= Horsham Hurst (electoral division) =

Horsham Hurst
Shown within West Sussex
| District: | Horsham |
| UK Parliament Constituency: | Horsham |
| Ceremonial county: | West Sussex |
| Electorate (2009): | 7906 |
County Councillor
Nigel Dennis (LD)

Horsham Hurst is an electoral division of West Sussex in the United Kingdom and returns one member to sit on West Sussex County Council.

==Extent==
The division covers the western part of the town of Horsham.

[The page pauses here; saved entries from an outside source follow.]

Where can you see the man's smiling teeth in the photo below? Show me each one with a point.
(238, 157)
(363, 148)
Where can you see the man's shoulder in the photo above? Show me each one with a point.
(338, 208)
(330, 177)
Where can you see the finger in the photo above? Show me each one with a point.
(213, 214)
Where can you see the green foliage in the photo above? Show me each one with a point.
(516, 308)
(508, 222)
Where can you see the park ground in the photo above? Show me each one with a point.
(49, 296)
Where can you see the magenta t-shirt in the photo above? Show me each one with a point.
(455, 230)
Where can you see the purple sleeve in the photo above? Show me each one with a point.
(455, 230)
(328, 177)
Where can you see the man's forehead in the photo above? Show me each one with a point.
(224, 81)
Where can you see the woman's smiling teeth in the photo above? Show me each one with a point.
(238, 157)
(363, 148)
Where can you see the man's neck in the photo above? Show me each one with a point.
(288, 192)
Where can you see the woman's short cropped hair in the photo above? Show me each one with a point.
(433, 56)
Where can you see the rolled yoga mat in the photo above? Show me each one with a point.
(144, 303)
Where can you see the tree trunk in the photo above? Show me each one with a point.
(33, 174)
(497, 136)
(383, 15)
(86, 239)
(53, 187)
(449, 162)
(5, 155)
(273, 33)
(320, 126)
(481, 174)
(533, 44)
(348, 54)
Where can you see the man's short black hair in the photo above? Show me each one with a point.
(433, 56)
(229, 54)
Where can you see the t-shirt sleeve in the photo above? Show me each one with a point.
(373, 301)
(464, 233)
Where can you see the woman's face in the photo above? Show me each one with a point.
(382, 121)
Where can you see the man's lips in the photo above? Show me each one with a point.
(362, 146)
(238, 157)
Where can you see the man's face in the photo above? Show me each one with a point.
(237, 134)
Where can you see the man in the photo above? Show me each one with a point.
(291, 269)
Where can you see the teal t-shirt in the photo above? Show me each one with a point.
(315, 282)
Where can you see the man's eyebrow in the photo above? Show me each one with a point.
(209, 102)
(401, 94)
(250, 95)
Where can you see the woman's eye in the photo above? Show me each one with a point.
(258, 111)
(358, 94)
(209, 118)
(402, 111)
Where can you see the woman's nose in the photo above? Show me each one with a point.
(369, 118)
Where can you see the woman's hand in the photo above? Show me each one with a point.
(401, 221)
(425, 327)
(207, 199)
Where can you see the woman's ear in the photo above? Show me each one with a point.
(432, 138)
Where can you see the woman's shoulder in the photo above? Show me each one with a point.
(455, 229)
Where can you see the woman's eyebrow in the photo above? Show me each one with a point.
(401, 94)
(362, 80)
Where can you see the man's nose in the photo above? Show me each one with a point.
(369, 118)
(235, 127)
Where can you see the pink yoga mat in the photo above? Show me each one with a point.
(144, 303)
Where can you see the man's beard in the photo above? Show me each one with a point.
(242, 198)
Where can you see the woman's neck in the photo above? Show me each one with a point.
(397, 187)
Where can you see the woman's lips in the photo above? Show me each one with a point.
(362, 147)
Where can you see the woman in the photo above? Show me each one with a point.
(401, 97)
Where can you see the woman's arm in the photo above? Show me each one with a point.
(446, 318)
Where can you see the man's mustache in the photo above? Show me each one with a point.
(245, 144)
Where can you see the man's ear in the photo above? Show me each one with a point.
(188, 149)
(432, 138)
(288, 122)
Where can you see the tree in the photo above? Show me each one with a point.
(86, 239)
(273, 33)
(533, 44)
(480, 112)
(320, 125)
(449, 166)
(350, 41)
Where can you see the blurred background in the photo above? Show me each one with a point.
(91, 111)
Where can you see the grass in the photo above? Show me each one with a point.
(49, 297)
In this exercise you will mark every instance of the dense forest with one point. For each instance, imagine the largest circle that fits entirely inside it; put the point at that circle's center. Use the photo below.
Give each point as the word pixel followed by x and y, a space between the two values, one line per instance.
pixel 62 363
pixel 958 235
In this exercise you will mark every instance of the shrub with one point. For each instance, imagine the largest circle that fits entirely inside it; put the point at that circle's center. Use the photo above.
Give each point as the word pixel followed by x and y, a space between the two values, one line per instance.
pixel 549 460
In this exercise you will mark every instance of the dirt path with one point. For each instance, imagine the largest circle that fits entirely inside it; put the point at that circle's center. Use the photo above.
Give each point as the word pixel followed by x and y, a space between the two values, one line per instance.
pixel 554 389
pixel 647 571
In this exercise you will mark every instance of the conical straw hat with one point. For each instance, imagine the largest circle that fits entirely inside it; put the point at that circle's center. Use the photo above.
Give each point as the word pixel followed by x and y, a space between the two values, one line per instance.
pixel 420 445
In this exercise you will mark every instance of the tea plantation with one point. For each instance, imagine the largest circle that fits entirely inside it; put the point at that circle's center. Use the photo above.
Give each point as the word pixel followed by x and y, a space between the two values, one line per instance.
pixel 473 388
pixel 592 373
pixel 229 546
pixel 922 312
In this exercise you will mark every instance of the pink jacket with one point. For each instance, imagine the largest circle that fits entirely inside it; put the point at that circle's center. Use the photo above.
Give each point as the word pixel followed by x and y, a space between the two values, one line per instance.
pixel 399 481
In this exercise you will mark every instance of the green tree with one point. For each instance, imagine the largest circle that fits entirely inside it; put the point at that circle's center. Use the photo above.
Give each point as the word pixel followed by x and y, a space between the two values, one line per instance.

It comprises the following Horsham District wards: the western part of Horsham Park Ward and Trafalgar Ward.

==Election results==
===2013 Election===
Results of the election held on 2 May 2013:

Horsham Hurst
| Party |  | Candidate | Votes | % | ±% |
|---|---|---|---|---|---|
|  | Liberal Democrats | Nigel Dennis | 1,225 | 44.4 | −6.4 |
|  | Conservative | Keith Bridgeman | 679 | 24.6 | −1.7 |
|  | UKIP | Claire Bridewell | 537 | 19.4 | +10.5 |
|  | Labour | Carol Hayton | 321 | 11.6 | +6.1 |
| Majority |  |  | 546 | 19.8 | −4.7 |
| Turnout |  |  | 2,762 | 34.2 | −7.9 |
|  | Liberal Democrats hold |  | Swing | -4.7% |  |

===2009 Election===
Results of the election held on 4 June 2009:

Horsham Hurst
| Party |  | Candidate | Votes | % | ±% |
|---|---|---|---|---|---|
|  | Liberal Democrats | Nigel Dennis | 1,697 | 50.8 |  |
|  | Conservative | Marc Kent | 879 | 26.3 |  |
|  | UKIP | Claire Bridewell | 279 | 8.3 |  |
|  | Green | Stacey Frier | 187 | 5.6 |  |
|  | Labour | Carol Hayton | 183 | 5.5 |  |
|  | BNP | Joyce Audric | 118 | 3.5 |  |
| Majority |  |  | 818 | 24.5 |  |
| Turnout |  |  | 3,343 | 42.3 |  |
|  | Liberal Democrats win (new seat) |  |  |  |  |

This division as it came into existence as the result of a boundary review recommended by the Boundary Committee for England, the results of which were accepted by the Electoral Commission in March 2009.